Lilly, however, faces unique challenges in launching the drug during the raging coronavirus epidemic in the United States, which will curtail its ability to make in-person sales calls with much of the country just emerging from severe travel restrictions to limit the spread of the virus and other parts still under stay-at-home restrictions.
Instead, Lilly plans to give oncologists access to educational materials about Retevmo and let sales representatives follow up with phone calls or video conference meetings, White said.
“It is very much launching in a different world from what we have done in the past,” White added.
Another U.S. drugmaker, Bristol Myers Squibb Co, delayed the launch of its recently-approved multiple sclerosis drug Zeposia (ozanimod) due to challenges of ramping up sales during the pandemic.

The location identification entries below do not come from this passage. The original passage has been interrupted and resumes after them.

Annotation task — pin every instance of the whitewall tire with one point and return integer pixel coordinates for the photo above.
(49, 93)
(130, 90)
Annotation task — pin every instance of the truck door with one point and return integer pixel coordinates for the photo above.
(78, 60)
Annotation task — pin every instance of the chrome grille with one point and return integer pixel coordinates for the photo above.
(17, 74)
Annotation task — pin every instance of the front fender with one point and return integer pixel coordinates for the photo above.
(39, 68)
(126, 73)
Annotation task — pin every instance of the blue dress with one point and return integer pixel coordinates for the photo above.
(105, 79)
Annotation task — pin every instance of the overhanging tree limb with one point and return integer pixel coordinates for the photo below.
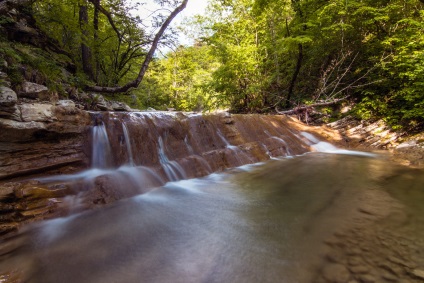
(306, 107)
(108, 16)
(149, 56)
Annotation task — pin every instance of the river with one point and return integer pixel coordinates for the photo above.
(317, 217)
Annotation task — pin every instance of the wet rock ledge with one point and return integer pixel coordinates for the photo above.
(39, 136)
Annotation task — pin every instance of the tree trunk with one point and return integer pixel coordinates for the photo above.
(85, 50)
(295, 75)
(96, 40)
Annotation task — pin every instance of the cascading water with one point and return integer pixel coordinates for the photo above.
(329, 216)
(173, 170)
(128, 144)
(101, 147)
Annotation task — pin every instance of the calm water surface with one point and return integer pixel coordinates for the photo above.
(266, 223)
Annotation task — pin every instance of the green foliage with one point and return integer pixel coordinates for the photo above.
(180, 81)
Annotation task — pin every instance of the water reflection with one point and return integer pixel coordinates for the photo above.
(271, 223)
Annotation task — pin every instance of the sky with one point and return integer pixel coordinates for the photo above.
(193, 7)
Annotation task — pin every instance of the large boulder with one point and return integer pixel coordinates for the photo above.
(36, 91)
(49, 137)
(8, 100)
(36, 112)
(15, 131)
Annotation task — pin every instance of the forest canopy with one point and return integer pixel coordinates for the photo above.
(249, 55)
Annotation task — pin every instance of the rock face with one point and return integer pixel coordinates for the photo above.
(8, 101)
(220, 140)
(42, 137)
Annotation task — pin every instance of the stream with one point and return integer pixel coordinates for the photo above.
(318, 217)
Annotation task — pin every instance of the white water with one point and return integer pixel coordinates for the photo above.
(128, 144)
(326, 147)
(101, 147)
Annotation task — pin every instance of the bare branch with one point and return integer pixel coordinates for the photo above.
(109, 17)
(149, 56)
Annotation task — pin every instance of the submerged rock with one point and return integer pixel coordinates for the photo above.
(33, 91)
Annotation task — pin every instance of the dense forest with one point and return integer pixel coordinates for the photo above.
(249, 55)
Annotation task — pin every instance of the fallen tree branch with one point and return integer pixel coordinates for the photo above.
(301, 108)
(135, 83)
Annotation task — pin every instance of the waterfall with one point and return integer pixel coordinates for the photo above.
(235, 150)
(128, 144)
(100, 147)
(172, 169)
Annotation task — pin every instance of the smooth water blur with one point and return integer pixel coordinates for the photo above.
(264, 223)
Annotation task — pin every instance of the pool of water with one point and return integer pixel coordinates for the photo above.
(313, 218)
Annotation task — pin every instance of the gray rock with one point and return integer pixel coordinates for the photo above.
(336, 273)
(359, 269)
(419, 273)
(7, 97)
(33, 90)
(36, 112)
(8, 107)
(119, 106)
(65, 103)
(19, 131)
(99, 102)
(368, 278)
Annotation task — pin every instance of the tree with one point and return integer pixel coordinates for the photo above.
(144, 66)
(107, 28)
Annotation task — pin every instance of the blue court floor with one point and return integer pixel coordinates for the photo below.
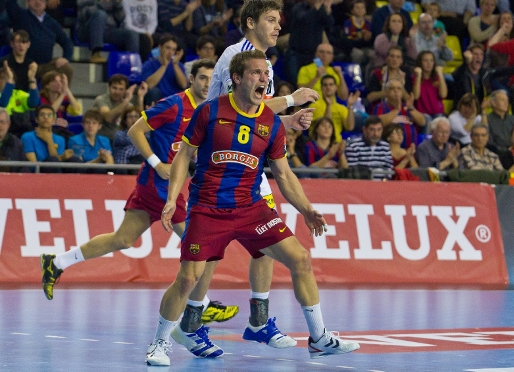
(440, 330)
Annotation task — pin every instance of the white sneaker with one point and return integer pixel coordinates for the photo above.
(330, 344)
(197, 342)
(157, 353)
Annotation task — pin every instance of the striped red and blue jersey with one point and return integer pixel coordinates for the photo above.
(232, 149)
(168, 120)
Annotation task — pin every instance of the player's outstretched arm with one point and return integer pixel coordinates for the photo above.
(178, 175)
(292, 190)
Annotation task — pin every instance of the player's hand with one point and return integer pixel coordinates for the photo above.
(167, 213)
(315, 222)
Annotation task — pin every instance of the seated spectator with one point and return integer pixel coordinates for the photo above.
(437, 152)
(369, 150)
(507, 157)
(425, 39)
(464, 118)
(310, 75)
(392, 70)
(11, 148)
(393, 110)
(395, 33)
(356, 34)
(124, 150)
(500, 122)
(166, 74)
(44, 32)
(18, 103)
(42, 144)
(393, 134)
(482, 27)
(112, 104)
(342, 117)
(56, 92)
(100, 22)
(476, 155)
(323, 151)
(205, 48)
(429, 87)
(89, 145)
(468, 77)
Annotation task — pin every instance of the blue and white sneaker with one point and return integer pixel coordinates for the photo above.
(330, 344)
(197, 342)
(268, 334)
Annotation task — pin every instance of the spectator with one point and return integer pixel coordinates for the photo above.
(11, 148)
(343, 118)
(89, 145)
(392, 70)
(112, 104)
(123, 149)
(395, 33)
(393, 134)
(455, 15)
(429, 86)
(18, 60)
(499, 122)
(56, 92)
(324, 151)
(464, 118)
(476, 155)
(369, 150)
(166, 74)
(310, 18)
(468, 77)
(44, 146)
(507, 158)
(44, 32)
(437, 152)
(425, 39)
(310, 75)
(18, 103)
(393, 110)
(356, 34)
(482, 27)
(205, 48)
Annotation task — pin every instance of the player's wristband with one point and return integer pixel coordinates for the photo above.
(290, 100)
(153, 160)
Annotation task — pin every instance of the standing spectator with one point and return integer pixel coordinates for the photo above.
(112, 104)
(395, 33)
(310, 75)
(468, 77)
(103, 21)
(342, 118)
(499, 122)
(378, 19)
(310, 19)
(425, 39)
(429, 86)
(476, 155)
(44, 32)
(437, 152)
(165, 75)
(369, 150)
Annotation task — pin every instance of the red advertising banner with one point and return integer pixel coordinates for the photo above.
(378, 232)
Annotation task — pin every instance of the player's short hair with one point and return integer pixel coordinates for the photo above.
(199, 63)
(255, 8)
(239, 64)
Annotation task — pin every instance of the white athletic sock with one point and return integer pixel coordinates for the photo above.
(64, 260)
(260, 295)
(164, 328)
(314, 320)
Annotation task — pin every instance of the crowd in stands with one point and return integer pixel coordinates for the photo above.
(435, 78)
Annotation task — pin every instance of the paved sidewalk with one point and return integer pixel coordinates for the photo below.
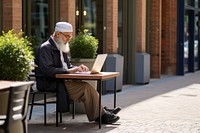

Selpercatinib is the first drug from Loxo’s pipeline that Lilly has brought to market. Prior to the acquisition, Loxo won approval of Vitrakvi, which targets a different genetic mutation and is sold by Bayer AG.
Late last year, Lilly created a new cancer research division run by Loxo’s former top executives dubbed Loxo Oncology at Lilly.
The Indianapolis-based company has been focused on increasing sales in core franchises, including diabetes and oncology, as older blockbuster medicines such as diabetes treatment Humalog and erectile dysfunction drug Cialis face competition from cheaper generic versions.